Actuellement, si l’ENIEM est à l’arrêt et ne peut honorer ses engagements vis-à-vis de ses clients, c’est en raison de l’épuisement des stocks de matière première. Comment cela a-t-il pu arriver dans une aussi grande entreprise, sans que personne n’ait tiré la sonnette d’alarme ?

Non ! Nous avons tiré la sonnette d’alarme depuis octobre 2019 avec la saisine de notre tutelle qui est notre groupe, ELEC AlDjazaïr, mais aussi notre banque. Mais c’est cette dernière qui nous a bloqués. Je le dis et je le répète, notre banque nous a bloqués durant toute l’année 2019 à travers zéro crédit.

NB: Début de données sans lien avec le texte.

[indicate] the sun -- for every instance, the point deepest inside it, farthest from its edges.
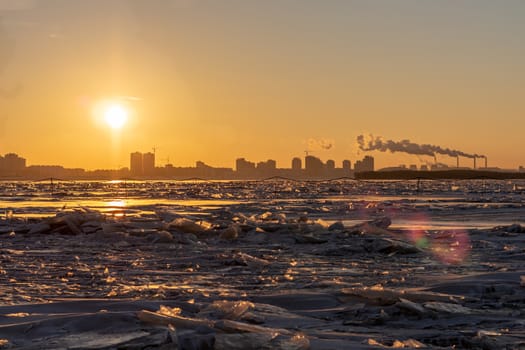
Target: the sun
(115, 116)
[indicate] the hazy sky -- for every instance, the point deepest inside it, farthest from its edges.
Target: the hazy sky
(215, 80)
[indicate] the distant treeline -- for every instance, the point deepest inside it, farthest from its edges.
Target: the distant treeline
(438, 175)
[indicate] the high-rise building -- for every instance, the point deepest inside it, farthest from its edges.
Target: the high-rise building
(313, 166)
(244, 166)
(148, 163)
(135, 164)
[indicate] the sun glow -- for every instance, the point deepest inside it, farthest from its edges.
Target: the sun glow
(115, 116)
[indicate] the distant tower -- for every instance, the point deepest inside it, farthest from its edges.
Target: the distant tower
(148, 163)
(135, 164)
(297, 164)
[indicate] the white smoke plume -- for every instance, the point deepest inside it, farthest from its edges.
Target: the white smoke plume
(372, 143)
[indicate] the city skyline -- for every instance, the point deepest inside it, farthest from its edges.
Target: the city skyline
(213, 80)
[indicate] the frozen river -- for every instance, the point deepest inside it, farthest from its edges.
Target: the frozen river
(421, 204)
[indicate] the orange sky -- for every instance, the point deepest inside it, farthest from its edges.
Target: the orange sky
(213, 81)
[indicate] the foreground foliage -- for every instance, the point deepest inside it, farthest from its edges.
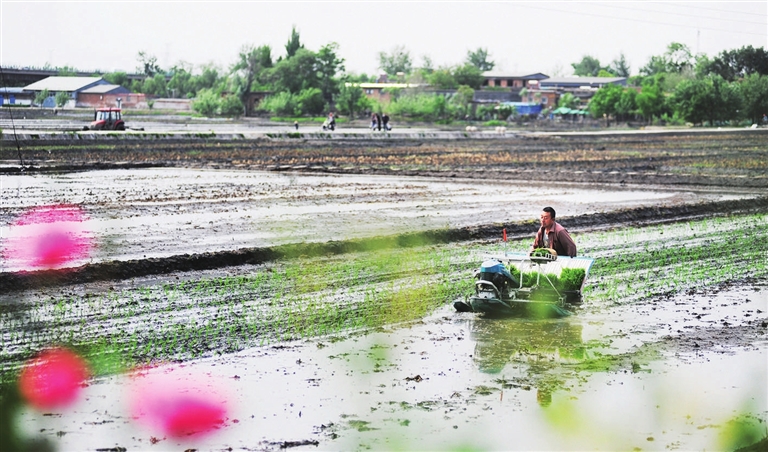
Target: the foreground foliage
(311, 297)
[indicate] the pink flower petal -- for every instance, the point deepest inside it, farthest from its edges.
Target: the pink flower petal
(48, 237)
(53, 379)
(178, 407)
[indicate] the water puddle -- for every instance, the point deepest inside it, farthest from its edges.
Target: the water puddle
(625, 378)
(160, 212)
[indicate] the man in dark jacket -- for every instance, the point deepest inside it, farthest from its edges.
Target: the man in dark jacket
(552, 235)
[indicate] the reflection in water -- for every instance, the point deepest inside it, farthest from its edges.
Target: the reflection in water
(536, 346)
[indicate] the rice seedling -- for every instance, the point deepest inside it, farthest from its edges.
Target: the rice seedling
(304, 297)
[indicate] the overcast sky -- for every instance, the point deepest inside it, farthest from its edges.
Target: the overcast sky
(540, 36)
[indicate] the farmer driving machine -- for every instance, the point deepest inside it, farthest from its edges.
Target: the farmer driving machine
(107, 119)
(540, 283)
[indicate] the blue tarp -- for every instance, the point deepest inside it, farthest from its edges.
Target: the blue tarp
(525, 108)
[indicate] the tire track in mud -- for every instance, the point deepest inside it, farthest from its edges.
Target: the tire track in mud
(121, 270)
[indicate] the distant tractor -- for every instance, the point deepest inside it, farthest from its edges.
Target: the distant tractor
(107, 119)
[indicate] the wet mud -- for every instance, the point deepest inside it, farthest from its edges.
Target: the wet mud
(673, 369)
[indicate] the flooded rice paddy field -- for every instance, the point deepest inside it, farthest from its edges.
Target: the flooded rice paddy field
(362, 350)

Certes, l’ENIEM est lourdement endettée à la BEA, mais ça ne devrait pas devenir un point de fixation ou une raison économiquement au blocage d’une entreprise de production, d’autant plus que nous avons présenté un plan de charge et un plan d’action de redressement de la situation de l’entreprise. Nous avons fait valoir tout cela à la banque, malheureusement nous nous sommes retrouvés dans un dialogue de sourds. La BEA n’a même pas voulu nous écouter.

Je dis à cette banque, vous nous avez aidés lorsqu’il fallait faire du social, à cause duquel l’ENIEM reste très endettée justement, mais pour relancer l’activité économique, vous refusez. La banque ne veut pas aider pour la relance économique de l’entreprise, mais elle l’a fait lorsqu’il s’agissait de faire le social et distribuer l’argent aux partants à la retraite proportionnelle, chose qui demeure, néanmoins, un droit et un acquis social pour le travailleur.

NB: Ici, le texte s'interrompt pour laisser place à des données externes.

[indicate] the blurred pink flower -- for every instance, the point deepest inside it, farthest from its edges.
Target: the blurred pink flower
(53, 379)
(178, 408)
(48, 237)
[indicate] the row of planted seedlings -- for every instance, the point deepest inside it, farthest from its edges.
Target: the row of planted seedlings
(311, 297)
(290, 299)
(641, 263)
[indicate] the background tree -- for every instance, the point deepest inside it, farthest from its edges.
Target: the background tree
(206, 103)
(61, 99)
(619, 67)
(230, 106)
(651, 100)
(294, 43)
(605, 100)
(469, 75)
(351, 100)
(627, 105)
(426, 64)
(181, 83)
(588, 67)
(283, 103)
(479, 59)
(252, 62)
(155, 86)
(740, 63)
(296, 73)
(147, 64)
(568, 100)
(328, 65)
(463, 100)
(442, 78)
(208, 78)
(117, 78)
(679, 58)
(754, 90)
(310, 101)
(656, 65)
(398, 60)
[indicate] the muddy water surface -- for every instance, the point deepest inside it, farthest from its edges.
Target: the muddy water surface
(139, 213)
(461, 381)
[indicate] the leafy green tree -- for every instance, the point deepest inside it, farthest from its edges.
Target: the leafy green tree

Pourquoi avoir mis tout ce temps pour réagir ?

Qui ? Nous ? Nous n’avons pas tardé à réagir justement. Quant à la banque, elle n’a pas été sensible à la situation et au devenir de l’entreprise. Je ne peux pas me mettre à leur place pour réponde objectivement. Peutêtre les responsables de cette banque avaient-ils peur ? Je ne peux pas le savoir. En ce qui concerne le comité des participations de l’État, on lui a introduit une demande, hélas la conjoncture du pays a fait que la demande n’a été traitée qu’en octobre dernier.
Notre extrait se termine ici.